Digitale Reichskristallnacht als gesamtdeutsches Erlebnis

Spannend, was man zum Nuttenfrühstück so geboten bekommt. Geistige Inkontinenz im Vatikan, grundgesetzwidrige Gebührenzehnte, Zwangsverchippung bishin zur Zwangsentaignerung.

Jetzt mal im Ernst. Natürlich ist es möglich, die geistig gestörten Tagespatienten des Reichstages zu bejubeln. Doch wofür? Für Waffenverkauf? Für vorsätzliche Schädigung der Gesellschaft? Für Betrug im großen Stil?

Keiner von Euch weiß, was Leben oder Frieden wirklich bedeutet. Ihr seid damit beschäftigt, Euch den giftigsten Müll als Heilmittel verkaufen zu lassen und dann jammert ein ganzes Volk ohne Identität, ohne Stolz und vor allem ohne Würde.

Wie wärs mal mit einem Tag des Stöhnens für alle?

Dem Magazin Titanic sei „DENKEN“ empfohlen. Herr Ratzinger kann als solcher natürlich gegen Euren Titel klagen. Nicht aber Benedict. Das sollte man wissen! Im Übrigen kann es Euch doch scheiß egal sein, da beklagte in Deutschland nur nach Seerecht abgehandelt werden. Dabei wird der Name verdonnert, nicht jedoch die reale Person. Auch das ist vielen Bürgen nicht bewußt.  Sich von einer drittklassigen Mitläuferverkaufskanzlei dermaßen hinters Licht führen zu lassen ist eigentlich traurig.

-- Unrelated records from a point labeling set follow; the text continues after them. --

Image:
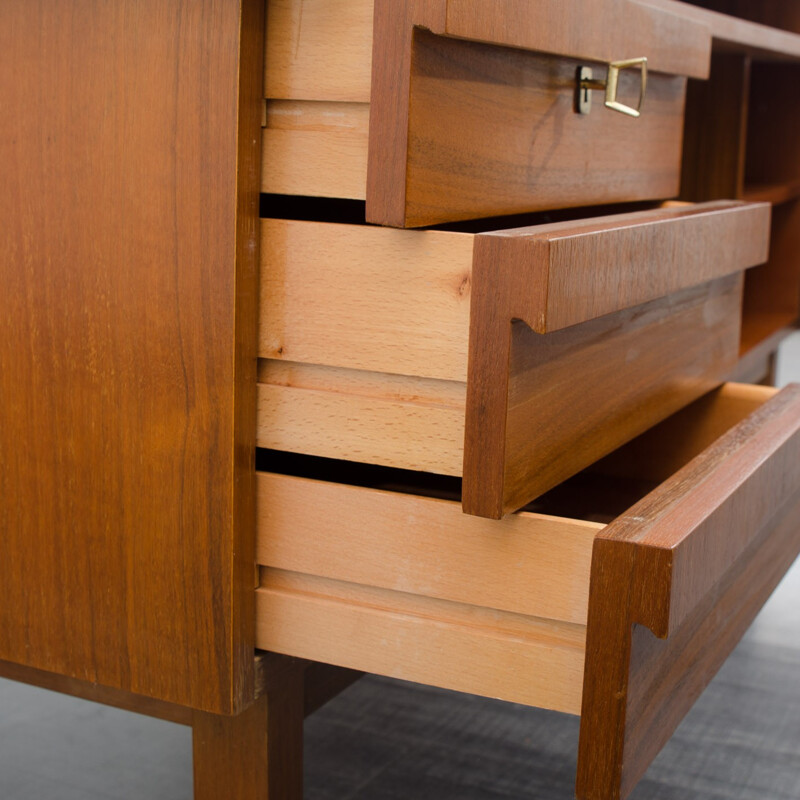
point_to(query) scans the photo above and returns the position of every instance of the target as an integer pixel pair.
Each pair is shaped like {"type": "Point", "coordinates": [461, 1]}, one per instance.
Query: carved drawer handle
{"type": "Point", "coordinates": [587, 83]}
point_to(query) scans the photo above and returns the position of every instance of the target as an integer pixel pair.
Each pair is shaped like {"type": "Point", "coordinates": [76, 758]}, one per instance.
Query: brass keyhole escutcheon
{"type": "Point", "coordinates": [587, 84]}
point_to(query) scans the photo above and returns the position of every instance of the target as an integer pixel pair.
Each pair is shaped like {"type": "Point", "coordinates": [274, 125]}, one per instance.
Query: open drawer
{"type": "Point", "coordinates": [469, 109]}
{"type": "Point", "coordinates": [512, 357]}
{"type": "Point", "coordinates": [623, 623]}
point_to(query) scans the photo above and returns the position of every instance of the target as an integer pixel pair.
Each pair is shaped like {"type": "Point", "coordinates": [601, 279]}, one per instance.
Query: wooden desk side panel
{"type": "Point", "coordinates": [129, 268]}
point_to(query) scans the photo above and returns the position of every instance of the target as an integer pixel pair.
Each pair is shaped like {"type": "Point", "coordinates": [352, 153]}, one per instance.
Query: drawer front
{"type": "Point", "coordinates": [407, 586]}
{"type": "Point", "coordinates": [475, 116]}
{"type": "Point", "coordinates": [494, 131]}
{"type": "Point", "coordinates": [499, 355]}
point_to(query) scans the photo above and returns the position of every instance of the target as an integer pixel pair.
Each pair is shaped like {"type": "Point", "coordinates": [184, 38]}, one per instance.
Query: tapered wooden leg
{"type": "Point", "coordinates": [257, 755]}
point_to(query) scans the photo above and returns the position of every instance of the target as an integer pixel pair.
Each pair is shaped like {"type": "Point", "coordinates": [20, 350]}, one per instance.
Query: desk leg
{"type": "Point", "coordinates": [257, 755]}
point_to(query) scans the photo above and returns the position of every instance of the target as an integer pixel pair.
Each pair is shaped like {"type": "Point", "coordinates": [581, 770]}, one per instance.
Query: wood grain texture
{"type": "Point", "coordinates": [664, 449]}
{"type": "Point", "coordinates": [521, 146]}
{"type": "Point", "coordinates": [610, 31]}
{"type": "Point", "coordinates": [510, 424]}
{"type": "Point", "coordinates": [96, 694]}
{"type": "Point", "coordinates": [410, 423]}
{"type": "Point", "coordinates": [315, 163]}
{"type": "Point", "coordinates": [692, 562]}
{"type": "Point", "coordinates": [527, 564]}
{"type": "Point", "coordinates": [734, 34]}
{"type": "Point", "coordinates": [318, 50]}
{"type": "Point", "coordinates": [453, 645]}
{"type": "Point", "coordinates": [324, 285]}
{"type": "Point", "coordinates": [257, 755]}
{"type": "Point", "coordinates": [126, 364]}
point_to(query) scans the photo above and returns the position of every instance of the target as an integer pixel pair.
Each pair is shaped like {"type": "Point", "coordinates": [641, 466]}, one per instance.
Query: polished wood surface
{"type": "Point", "coordinates": [97, 694]}
{"type": "Point", "coordinates": [520, 275]}
{"type": "Point", "coordinates": [691, 564]}
{"type": "Point", "coordinates": [606, 32]}
{"type": "Point", "coordinates": [127, 355]}
{"type": "Point", "coordinates": [396, 397]}
{"type": "Point", "coordinates": [257, 755]}
{"type": "Point", "coordinates": [521, 145]}
{"type": "Point", "coordinates": [372, 417]}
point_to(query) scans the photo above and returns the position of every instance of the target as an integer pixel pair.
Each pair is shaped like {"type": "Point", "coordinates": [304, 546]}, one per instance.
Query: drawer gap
{"type": "Point", "coordinates": [352, 212]}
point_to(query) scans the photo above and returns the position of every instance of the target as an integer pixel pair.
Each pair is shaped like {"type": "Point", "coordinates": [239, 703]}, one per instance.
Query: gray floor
{"type": "Point", "coordinates": [385, 740]}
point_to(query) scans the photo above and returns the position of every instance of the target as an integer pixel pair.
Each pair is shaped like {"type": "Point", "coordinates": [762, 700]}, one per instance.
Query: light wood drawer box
{"type": "Point", "coordinates": [479, 120]}
{"type": "Point", "coordinates": [515, 357]}
{"type": "Point", "coordinates": [408, 586]}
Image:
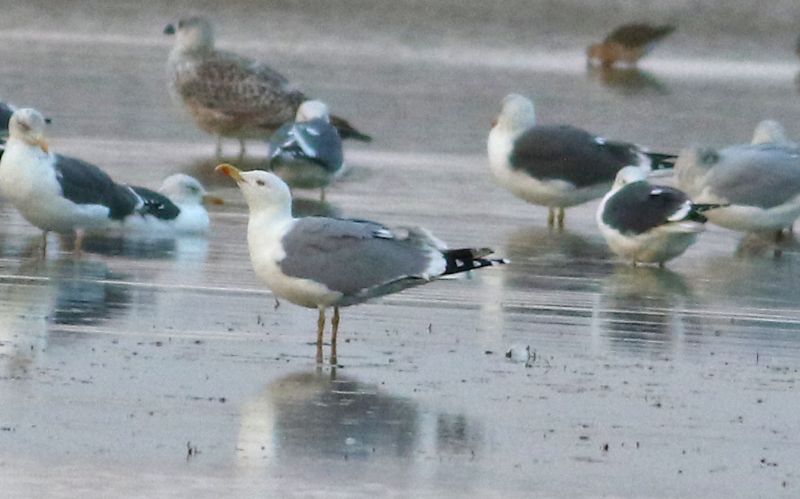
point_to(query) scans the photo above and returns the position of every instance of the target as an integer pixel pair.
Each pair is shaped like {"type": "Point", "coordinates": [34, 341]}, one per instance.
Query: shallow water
{"type": "Point", "coordinates": [161, 367]}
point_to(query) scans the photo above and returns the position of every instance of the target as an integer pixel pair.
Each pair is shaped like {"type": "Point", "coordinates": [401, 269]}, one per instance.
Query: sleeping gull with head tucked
{"type": "Point", "coordinates": [67, 195]}
{"type": "Point", "coordinates": [307, 153]}
{"type": "Point", "coordinates": [320, 262]}
{"type": "Point", "coordinates": [229, 95]}
{"type": "Point", "coordinates": [178, 207]}
{"type": "Point", "coordinates": [646, 223]}
{"type": "Point", "coordinates": [759, 184]}
{"type": "Point", "coordinates": [557, 166]}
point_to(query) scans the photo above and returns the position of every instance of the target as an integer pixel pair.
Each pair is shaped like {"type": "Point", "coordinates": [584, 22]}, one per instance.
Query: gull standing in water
{"type": "Point", "coordinates": [758, 183]}
{"type": "Point", "coordinates": [67, 195]}
{"type": "Point", "coordinates": [307, 153]}
{"type": "Point", "coordinates": [557, 166]}
{"type": "Point", "coordinates": [321, 262]}
{"type": "Point", "coordinates": [646, 223]}
{"type": "Point", "coordinates": [228, 95]}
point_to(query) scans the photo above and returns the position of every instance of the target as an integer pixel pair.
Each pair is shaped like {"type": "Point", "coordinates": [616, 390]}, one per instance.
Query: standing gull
{"type": "Point", "coordinates": [307, 153]}
{"type": "Point", "coordinates": [557, 166]}
{"type": "Point", "coordinates": [59, 193]}
{"type": "Point", "coordinates": [229, 95]}
{"type": "Point", "coordinates": [628, 43]}
{"type": "Point", "coordinates": [759, 183]}
{"type": "Point", "coordinates": [320, 262]}
{"type": "Point", "coordinates": [646, 223]}
{"type": "Point", "coordinates": [770, 132]}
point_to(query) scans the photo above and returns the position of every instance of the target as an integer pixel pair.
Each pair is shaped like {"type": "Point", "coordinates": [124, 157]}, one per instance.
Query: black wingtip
{"type": "Point", "coordinates": [354, 135]}
{"type": "Point", "coordinates": [662, 161]}
{"type": "Point", "coordinates": [466, 259]}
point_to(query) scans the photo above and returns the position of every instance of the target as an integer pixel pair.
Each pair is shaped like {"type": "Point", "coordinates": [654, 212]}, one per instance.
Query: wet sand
{"type": "Point", "coordinates": [161, 367]}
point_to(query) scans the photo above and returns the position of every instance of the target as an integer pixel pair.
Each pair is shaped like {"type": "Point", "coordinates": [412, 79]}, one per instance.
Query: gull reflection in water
{"type": "Point", "coordinates": [643, 309]}
{"type": "Point", "coordinates": [43, 294]}
{"type": "Point", "coordinates": [320, 415]}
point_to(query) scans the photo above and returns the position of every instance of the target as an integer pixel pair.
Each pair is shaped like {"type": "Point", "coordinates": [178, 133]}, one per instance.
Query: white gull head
{"type": "Point", "coordinates": [769, 132]}
{"type": "Point", "coordinates": [516, 114]}
{"type": "Point", "coordinates": [312, 109]}
{"type": "Point", "coordinates": [28, 125]}
{"type": "Point", "coordinates": [264, 192]}
{"type": "Point", "coordinates": [183, 189]}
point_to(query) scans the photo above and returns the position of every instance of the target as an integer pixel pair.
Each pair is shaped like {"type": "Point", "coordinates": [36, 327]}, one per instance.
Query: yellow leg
{"type": "Point", "coordinates": [320, 330]}
{"type": "Point", "coordinates": [334, 332]}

Der angeblich christliche Vatikan verfolgt keineswegs die ursprünglichen Grundwerte der einstigen Wissensgemeinschaft. Sein Recht auf höchsten Stellvertreter meiner Person auf Erden hat er schon im letzten Jahr endgültig verwirkt. Schließlich war der Vorkoster des unheiligen Kinderlosen ja sehr darauf bedacht, nur kleine Jungs und keine Mädchen für das Kinderkrippenkasperspiel im Eichsfeld zu erwählen. Ja, darüber hat wohl kaum jemand gewagt zu berichten. Verkauft sich es doch besser, daß der größte Narr von Allen der Dummheit eines irrgläubigen Volkes persönlich den Hof machte.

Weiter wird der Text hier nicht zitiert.